DINAMIKAMALUKU.COM, AMBON-Aksi penyerangan terhadap warga negeri Kariu, oleh warga Pelauw, Kecamatan Haruku, Kabupaten Maluku Tengah, 26 Januari 2022 lalu, menyebabkan rumah warga Kariu di bakar, sehingga mereka mengungsi di negeri Aboru.
Persoalanya, adalah saling klaim soal tapal batas antara Kariuw dengan dusun Ory, desa Pelauw. Akibatnya, pascah konflik dua desa tetangga itu, saling klaim kepemilikan lahan di daerah itu.
Bahkan, Pemerintah Kariu, mengklaim memiliki bukti hukum dan sejarah kalau memiliki lahan hingga di Pelauw dan Ory. “Penggiringah opini oleh sekelompok orang bahwa masyarakat hukum adat Kariu, tidak memiliki hak kepemilikan atas petuanan dan negerinya adalah upaya pemutarbalikan fakta dan pembohongan publik yang melanggar hak asasi manusia yang melekat pada masyarakat Kariu,”kata Sekretaris Negeri Kariu, Estevanus Leatomu, ketika membacakan pernyataan sikap Pemerintah Negeri Kariu, dengan judul “Eksistensi Petuanan Masyarakat Adat Negeri Kariu,” yang ditandatangani oleh Penjabat Pemerintah Negeri Kariu, Samuel Radjawane, ketika memberikan keterangan pers, Sabtu (12/3/2022).

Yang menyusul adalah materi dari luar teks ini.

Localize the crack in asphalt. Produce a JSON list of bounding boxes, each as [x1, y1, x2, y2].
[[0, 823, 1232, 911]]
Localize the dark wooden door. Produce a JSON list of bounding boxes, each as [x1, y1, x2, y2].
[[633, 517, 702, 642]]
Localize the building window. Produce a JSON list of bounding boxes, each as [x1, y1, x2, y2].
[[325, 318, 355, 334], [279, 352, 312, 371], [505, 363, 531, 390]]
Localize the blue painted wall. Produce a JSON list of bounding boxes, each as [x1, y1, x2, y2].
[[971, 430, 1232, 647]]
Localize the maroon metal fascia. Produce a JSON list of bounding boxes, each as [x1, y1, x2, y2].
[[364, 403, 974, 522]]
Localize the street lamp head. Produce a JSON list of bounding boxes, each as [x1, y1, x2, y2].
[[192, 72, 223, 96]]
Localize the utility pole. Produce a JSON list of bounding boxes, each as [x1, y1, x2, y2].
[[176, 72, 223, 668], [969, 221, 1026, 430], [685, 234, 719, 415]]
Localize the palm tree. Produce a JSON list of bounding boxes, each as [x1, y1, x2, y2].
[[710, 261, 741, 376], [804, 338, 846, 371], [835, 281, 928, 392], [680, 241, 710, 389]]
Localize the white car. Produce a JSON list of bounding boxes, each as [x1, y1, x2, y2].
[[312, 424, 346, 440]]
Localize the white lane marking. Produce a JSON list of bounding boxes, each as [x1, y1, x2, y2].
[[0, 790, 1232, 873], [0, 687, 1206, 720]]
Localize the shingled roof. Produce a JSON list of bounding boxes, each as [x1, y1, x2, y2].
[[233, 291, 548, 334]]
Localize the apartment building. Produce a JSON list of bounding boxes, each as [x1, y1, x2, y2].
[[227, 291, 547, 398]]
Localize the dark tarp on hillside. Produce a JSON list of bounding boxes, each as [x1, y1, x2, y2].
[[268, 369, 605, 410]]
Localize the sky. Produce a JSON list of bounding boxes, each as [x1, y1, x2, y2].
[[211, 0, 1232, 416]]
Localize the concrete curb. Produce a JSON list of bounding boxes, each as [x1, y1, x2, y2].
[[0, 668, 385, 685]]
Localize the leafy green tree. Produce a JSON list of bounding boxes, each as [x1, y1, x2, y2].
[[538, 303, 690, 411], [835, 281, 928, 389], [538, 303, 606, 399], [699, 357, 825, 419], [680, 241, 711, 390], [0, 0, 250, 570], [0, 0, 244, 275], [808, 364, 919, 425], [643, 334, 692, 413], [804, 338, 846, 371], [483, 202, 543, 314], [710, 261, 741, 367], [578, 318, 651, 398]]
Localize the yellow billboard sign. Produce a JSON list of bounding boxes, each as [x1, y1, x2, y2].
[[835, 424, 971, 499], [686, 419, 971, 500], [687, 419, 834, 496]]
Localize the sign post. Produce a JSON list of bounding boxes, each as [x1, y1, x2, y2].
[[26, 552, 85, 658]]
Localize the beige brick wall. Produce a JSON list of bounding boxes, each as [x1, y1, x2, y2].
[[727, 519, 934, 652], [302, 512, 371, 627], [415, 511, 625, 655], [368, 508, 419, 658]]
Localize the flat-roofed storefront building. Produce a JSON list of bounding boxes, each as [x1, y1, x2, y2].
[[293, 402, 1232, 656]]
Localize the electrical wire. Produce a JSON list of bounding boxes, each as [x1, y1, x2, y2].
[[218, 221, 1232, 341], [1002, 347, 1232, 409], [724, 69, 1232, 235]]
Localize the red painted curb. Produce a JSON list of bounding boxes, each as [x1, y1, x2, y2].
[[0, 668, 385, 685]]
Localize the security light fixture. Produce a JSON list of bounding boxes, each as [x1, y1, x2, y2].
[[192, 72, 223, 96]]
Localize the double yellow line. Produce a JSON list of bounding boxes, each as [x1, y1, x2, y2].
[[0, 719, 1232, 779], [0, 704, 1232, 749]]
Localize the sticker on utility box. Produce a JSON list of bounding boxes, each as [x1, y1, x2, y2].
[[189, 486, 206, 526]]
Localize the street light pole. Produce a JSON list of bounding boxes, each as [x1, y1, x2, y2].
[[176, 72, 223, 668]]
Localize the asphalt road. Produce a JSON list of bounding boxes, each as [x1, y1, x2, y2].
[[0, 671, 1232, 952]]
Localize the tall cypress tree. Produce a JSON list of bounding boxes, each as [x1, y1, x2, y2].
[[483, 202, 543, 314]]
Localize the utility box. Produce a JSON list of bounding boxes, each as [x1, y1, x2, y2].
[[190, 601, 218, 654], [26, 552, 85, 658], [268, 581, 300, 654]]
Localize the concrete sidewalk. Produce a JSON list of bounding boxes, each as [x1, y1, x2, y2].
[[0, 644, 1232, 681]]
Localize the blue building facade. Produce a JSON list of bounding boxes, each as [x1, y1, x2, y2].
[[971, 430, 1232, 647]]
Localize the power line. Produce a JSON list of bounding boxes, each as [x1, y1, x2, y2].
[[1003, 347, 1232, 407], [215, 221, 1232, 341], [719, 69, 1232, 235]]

Ditegaskan, petuanan dan negeri Kariu, benar-benar adalah sah milik masyarakat hukum adat negeri Kariu, sesuai pendaftaran tanah-tanah dati pada tahun 1823 silam yang kemudian disalin dalam register dati tahun 1956.”Salah satu fakta sejarah yang membuktikan tentang hak kepemilikan petuanan masyarakat hukum adat negeri Kariu, sejak masa Portugis, Belanda dan sampai sekarang adalah masih adanya sisa-sisa gedung Gereja lama Kariu, yang saat ini masih berdiri di pemukiman masyarakat Pelauw,”tuturnya.
Tak hanya itu, beberapa fakta hukum yang menegaskan hak kepemilikan tanah masyarakat hukum adat negeri Kariu, yakni berdasarkan putusan Pengadilan Negeri Ambon, Nor 85/1968-Prdt. Tertanggal 17 Agustus 1970, sesuai putusan Pengadilan Tinggi Maluku, Nomor 60/1970/PT/.Prdt. Tertanggal 21 Marer 1973, putisan Mahkamah Agung RI Nomor 674/K/Sip/1974 Tertanggal 11 Januari 1997.”Diketahui bahwa Johanis Takaria (orang Kariu) telah menangkan gugatan terhadap hak kepemilikan bidang-bidang tanah yang ada di dalam pemukiman Pelauw sekarang ini. Semula dikuasai oleh Sukaha Latupono (orang Pelauw) dan Sup Alim Talaohu (orang Pelauw),”paparnya.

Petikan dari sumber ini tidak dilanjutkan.